Monday, January 27, 2014

Writiing it All Down


Writing It All Down: A  Garden Journal

 How do you keep track of what’s going on in your garden? I’ve seen everything from scrap paper tacked on the garden shed wall to elaborate spread sheets on the computer (horrors, who has time for that?).

I have always admired those beautifully done garden journals with charming little colored-pencil sketches and prose-y writing in a delicate hand. I can’t tell you how much I would love to do one of those, and how many I have started, only to have them disintegrate into a mess of lists, clippings, hasty sketches and stuffed full of would-be catalog orders and confirmations in a matter of weeks. By that time I have lost track of most of my colored pencils anyway and it’s a welter of skipped pages and crossed off bits because I can’t find my eraser and besides I’m writing in it in ballpoint pen. It’s got dirt on it from being dragged out into the garden, some of the pages are slightly wavy and a bit blurred from having gotten wet, and my scribbles have started to look like a Hobbit got hold of it and wrote something in Middle Earth language.

But I still persevere. I take it with me on garden tours, jotting down names of plants I covet and think I really must find, and it goes along to the nurseries and garden centers we visit and nearly every place else. It lives in my tote bag in the spring and summer, (along with my pruners and a small trowel) because, I never know when it might have to be consulted, or something written down. It’s filled with dry pressed flowers, lots of business cards, plant tags, sticky notes, a feather or two, hasty one-line thoughts I don’t want to forget for my blog or column, an occasional quote or poem that I find or write along the way, brochures, addresses of places I want to visit,  garden tours I don’t want to miss, notes for talks I have to give, and sundry other garden and nature bits and pieces.

My garden journal is truly one of my most valuable garden tools, especially with a garden this size.  I record when and what plants I’ve acquired, and I keep notes on what succeeded well (or too well!) and what plants were dismal failures, never to take up soil space again here. Then there are the interminable lists; we have over 500 hostas and when visiting a nursery I need to know that I’m not duplicating them. I keep track of the earliest blooming crocuses, the weather, plant combinations I see and want to try, changes I want to make, what needs divided or relocated. Spring to-do-lists are made in the fall and winter, fall lists in the spring, daily lists every day; not that we always get around to doing all of them. It’s my memory, my nudge when I get lazy, my dialogue with my garden world and the environment.
 

 

A garden journal need not be one of those fancy, prettily bound books from the bookstore, though you might write in it more often if it is. Mine is one of those 5”x 8” blank diaries, a good size to carry along; but it could be a spiral notebook, a sketch diary, a composition book, or even an old zippered Dayrunner that you don’t use any more. (Those are handy, stuff doesn’t fall out of them and you won’t lose your pencil.)  

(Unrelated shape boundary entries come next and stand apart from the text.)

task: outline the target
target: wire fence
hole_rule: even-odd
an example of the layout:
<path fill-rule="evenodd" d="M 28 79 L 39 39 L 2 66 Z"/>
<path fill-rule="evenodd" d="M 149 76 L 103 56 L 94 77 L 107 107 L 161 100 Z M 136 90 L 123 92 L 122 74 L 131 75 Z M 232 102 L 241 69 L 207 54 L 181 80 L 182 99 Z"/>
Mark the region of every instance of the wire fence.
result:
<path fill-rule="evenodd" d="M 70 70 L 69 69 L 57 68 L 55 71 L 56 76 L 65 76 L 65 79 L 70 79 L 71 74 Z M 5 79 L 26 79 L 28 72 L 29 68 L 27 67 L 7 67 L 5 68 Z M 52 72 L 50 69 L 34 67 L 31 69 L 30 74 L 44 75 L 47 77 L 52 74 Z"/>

I’ve divided my pages with tabs to make it easier to find what category I’m looking for, and glued an envelope to the inside back cover. I think that when this one is finally filled, my next one might be loose leaf so I can rip out pages and add new ones, maybe a pocket or two for all those bits and pieces that I keep poking in there, and a few of those plastic photo pages for clipped pictures.

And yes, I’ve actually considered trying to keep track of all my stuff on an iPhone—if I had one—but I couldn’t press flowers and leaves, or tuck feathers in it, and I would probably drop it in the pond or leave it out in the garden—so that thought flitted out of my mind as quickly as it went in.

Whatever form your garden journal takes really isn’t important; what matters is that you get into the habit of using it.  And before long, one will become such an indispensible part of your life that you’ll wonder how you ever knew what you were doing with anything in your garden without it.
 



 
“Always carry a notebook. And I mean always. The short-term memory only retains information for three minutes; unless it is committed to paper you can lose an idea for ever.”
Will Self


 Learn to be an observer in all seasons. Every single day, your garden has something new and wonderful to show you.

 
My green thumb came only as a result of the mistakes I made while learning to see things from the plant's point of view.